Frameworks are always popular on the leaders letter newsletter, so happily steal a copy of the CRAS framework, you can use it within your business and leadership team or share it when someone else is struggling.
C-R-A-S Framework
Step 1: Clarification
Internal First: what is happening, why is this happening, and how did we get here? How we got here is vitally important to question and answer.
How do we mitigate risks and what is the goal of this crisis? The goal is really important, what goal do we need to aim towards and how are we going to hit this goal? With this plan of action, you will mess up.
External: What is the essential storytelling exercise we are going to have to go on and what story do we need to tell?
Without being able to tell the what of the story and what are the key narratives in four short paragraphs, you will really struggle to align yourself internally and gain or regain the respect from your customers.Risks Vs Benefits: Create a risk vs benefits matrix where you review your risks and any benefits from your actions (this is an actionable pros and cons list)
Step 2: Reality
What is the reality and how do we align around this?
What do the next 1-3-6-12 months look like?
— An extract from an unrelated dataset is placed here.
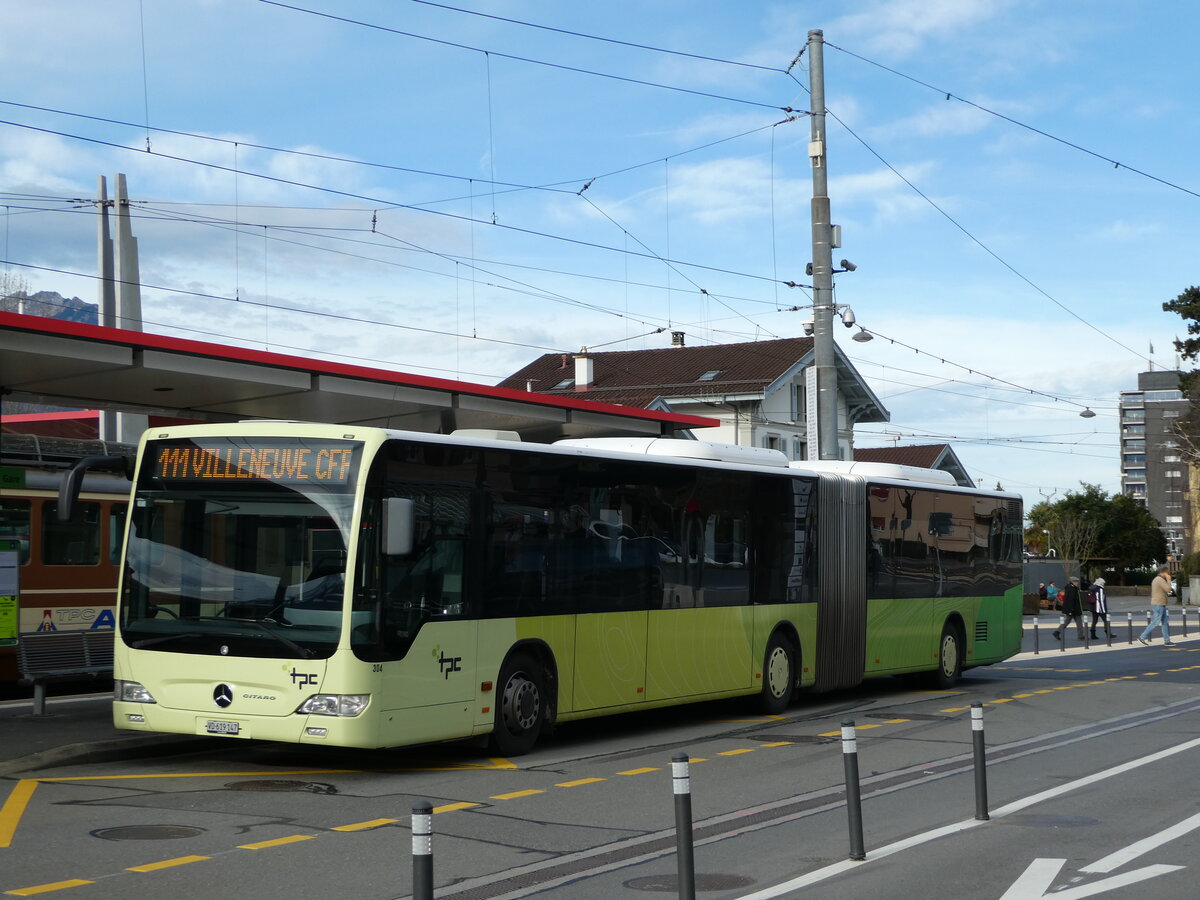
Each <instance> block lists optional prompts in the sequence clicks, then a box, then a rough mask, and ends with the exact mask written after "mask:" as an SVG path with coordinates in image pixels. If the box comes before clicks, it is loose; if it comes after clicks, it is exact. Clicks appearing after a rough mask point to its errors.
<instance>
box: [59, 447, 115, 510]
mask: <svg viewBox="0 0 1200 900" xmlns="http://www.w3.org/2000/svg"><path fill="white" fill-rule="evenodd" d="M88 469H104V470H108V472H116V473H119V474H121V475H125V478H127V479H130V480H132V479H133V463H132V462H131V461H130V458H128V457H126V456H85V457H83V458H82V460H78V461H77V462H76V464H74V466H72V467H71V468H70V469H67V470H66V472H64V473H62V480H61V481H60V482H59V505H58V521H59V522H70V521H71V515H72V512H73V511H74V504H76V500H78V499H79V490H80V488H82V487H83V476H84V474H85V473H86V472H88Z"/></svg>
The next day or week seems the most important but often is the next few months, as you will see the impact on the bottom line, how you are searched for or used and then you may see an impact on the quality of candidates when you are hiring.
Document all of the above and have an open document (with the same premise as the transparent decision document) anyone can see (remember view only privileges) and have an open channel to ensure everyone can ask questions and find out the reality. Create an update cadence (hourly, daily, or weekly) for the teams to follow.
Step 3: (The) Activities
Create a list of the proactive or reactive actions required - you will have reactive actions to take, especially when people ask why and when.
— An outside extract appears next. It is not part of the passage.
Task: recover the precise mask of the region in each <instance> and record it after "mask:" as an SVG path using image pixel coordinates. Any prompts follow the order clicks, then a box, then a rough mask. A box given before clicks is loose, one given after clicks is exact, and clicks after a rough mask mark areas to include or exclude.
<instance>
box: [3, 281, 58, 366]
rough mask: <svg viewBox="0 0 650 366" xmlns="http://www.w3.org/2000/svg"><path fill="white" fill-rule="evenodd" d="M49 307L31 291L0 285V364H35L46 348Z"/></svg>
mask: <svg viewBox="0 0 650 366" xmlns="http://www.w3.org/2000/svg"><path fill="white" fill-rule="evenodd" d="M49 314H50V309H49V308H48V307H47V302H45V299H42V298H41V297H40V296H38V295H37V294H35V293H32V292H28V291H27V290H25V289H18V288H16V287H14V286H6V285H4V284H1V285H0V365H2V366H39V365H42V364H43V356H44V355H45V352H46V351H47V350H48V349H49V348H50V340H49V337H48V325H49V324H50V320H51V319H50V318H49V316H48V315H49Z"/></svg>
What do we need to say? Do we need to say anything? Deadline: When do we need to say it?
What is the situation now? And then what is the next situation? Now and next are often disjointed, it is important to connect the two together
Who is going to be the truth-teller (founder, CEO, spokesperson, Operational lead, Marketing?)
Essential Question: Will an internal email, slack/teams message or screengrab impact this (the truth)? If you have said anything that contradicts what you have said internally to externally will a leaked email or screengrab discredit you?
What is the full timeline? How do you take the steps forward and know what happened and when we are taking action (if any)
How do you reduce this all down into a few bullet points so anyone can understand? Think of investors, non-exec directors, think of advisory boards, shadow boards etc
Step 4: Stepback & Feedback
This is listening and analysis mode:
What is the feedback you receive?
What is the internal feedback?
What is the external feedback? Can you cut through numerous rounds of opinions and understand the actual pieces of feedback
How do you log and revisit the process to understand how to learn from this?
Action: Create a home (wiki or intranet) where this information lives to reduce any issues raise again and how can we learn from this when we may have issues in the future?And how do we inform the important stakeholders of an (AAR) after-action review moving forward? - The analysis is essential as is the review, most overlook the after action review
Go and have a great week ahead and remember a crisis is worth planning for and having the frameworks in place to protect your people and your performance.